Imagine a collaboration between an award-winning poet and acclaimed singer-songwriter. What comes to mind is probably not nearly as rocking as "Cavalcade," the new record by Cold Satellite, the very real collaboration between poet Lisa Olstein and musician Jeffrey Foucault, two artists making their homes in Western Mass.
"It sounds fussier than it is," Foucault says when told that "Cavalcade" upends preconceived ideas of a poet-folkie union.
"Cavalcade" is about as unfussy as an album gets, pairing Olstein's vivid and impressionistic verses with music that sounds birthed in garages and honky tonks. Cold Satellite corrals an impressive lineup of musicians around Foucault. Billy Conway plays drums, Jeremy Curtis is on bass, David Goodrich plays guitar, Alex McCullough handles pedal steel guitar, and Hayward Williams plays keys and sings background vocals.
Cold Satellite celebrate the release of "Cavalcade" with a performance at the Lizard Lounge, 1667 Massachusetts Ave., Cambridge, on Thursday, April 18. Caitlin Canty opens the show at 9:30 p.m. "Cavalcade" won't be out on Signature Sounds until May 21, but copies will be available at the show.
"Cavalcade" is the second collaboration between Foucault and Olstein. The two met when Cold Satellite guitarist Goodrich, who is Olstein's husband, produced Foucault's 2004 album "Stripping Cane." Around 2007, Foucault and Olstein discussed setting some of her unpublished work to music.
"It wasn't really something we planned," Foucault recalls. "She had stuff that was not working for her in a notebook."
Foucault gave the words a look, demoed some music with Goodrich and was on his way to making the first, self-titled Cold Satellite record in 2010.
"Cavalcade" continued a pattern of the poet releasing words to the songwriter, each trusting the other in what Foucault describes as "cold collaboration," meaning he doesn't alter the words all that much, and she doesn't get involved in the music. The poems and the music end up in a third place neither artist necessarily anticipated.
"That's the magic of the whole process," Foucault says. "She starts where her writing takes her. Some of her poems process consciousness, using language in an artful way and not necessarily following a linear pattern. I usually have no idea what (the poems) are about. I try not to figure them out."
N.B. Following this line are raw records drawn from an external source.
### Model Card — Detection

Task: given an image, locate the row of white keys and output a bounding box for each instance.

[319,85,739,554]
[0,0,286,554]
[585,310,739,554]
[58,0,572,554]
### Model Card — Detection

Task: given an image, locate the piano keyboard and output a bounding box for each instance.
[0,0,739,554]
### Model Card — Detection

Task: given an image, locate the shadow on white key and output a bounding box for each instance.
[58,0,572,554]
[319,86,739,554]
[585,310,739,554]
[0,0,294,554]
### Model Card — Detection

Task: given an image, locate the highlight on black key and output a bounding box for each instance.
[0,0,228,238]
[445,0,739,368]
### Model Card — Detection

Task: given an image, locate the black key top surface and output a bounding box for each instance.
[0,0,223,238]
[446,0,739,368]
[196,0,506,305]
Rather, Foucault says he is "curating words," fitting them into musical homes that feel comfortable. Well, comfortable being relative here, as some of Olstein's images can be unsettling _ lots of secrets, promises, pleas, and departures filter through this work.
The record opens with the mournful words and musical whirlwind of "Elegy (In a Distant Room)," establishing a pattern of grit and mystery.
Foucault says that while making "Cavalcade" he thought,"We have a lot of different records here." So he shaved off two tunes and ended up with a cohesive_ albeit rangy_ set of songs full of unresolved tensions, especially between couples caught between staying together and splitting apart. Such stories may be routine song fodder, but here the imagery is vivid_ glass hands, careless flames_ and proceedings anything but straightforward.
Olstein has participated in Cold Satellite shows, reading the poems that the band then presents in their musical forms.
"The delivery and stresses change between her reading and our playing," Foucault says. "But that's what poetry is for, something to say out loud."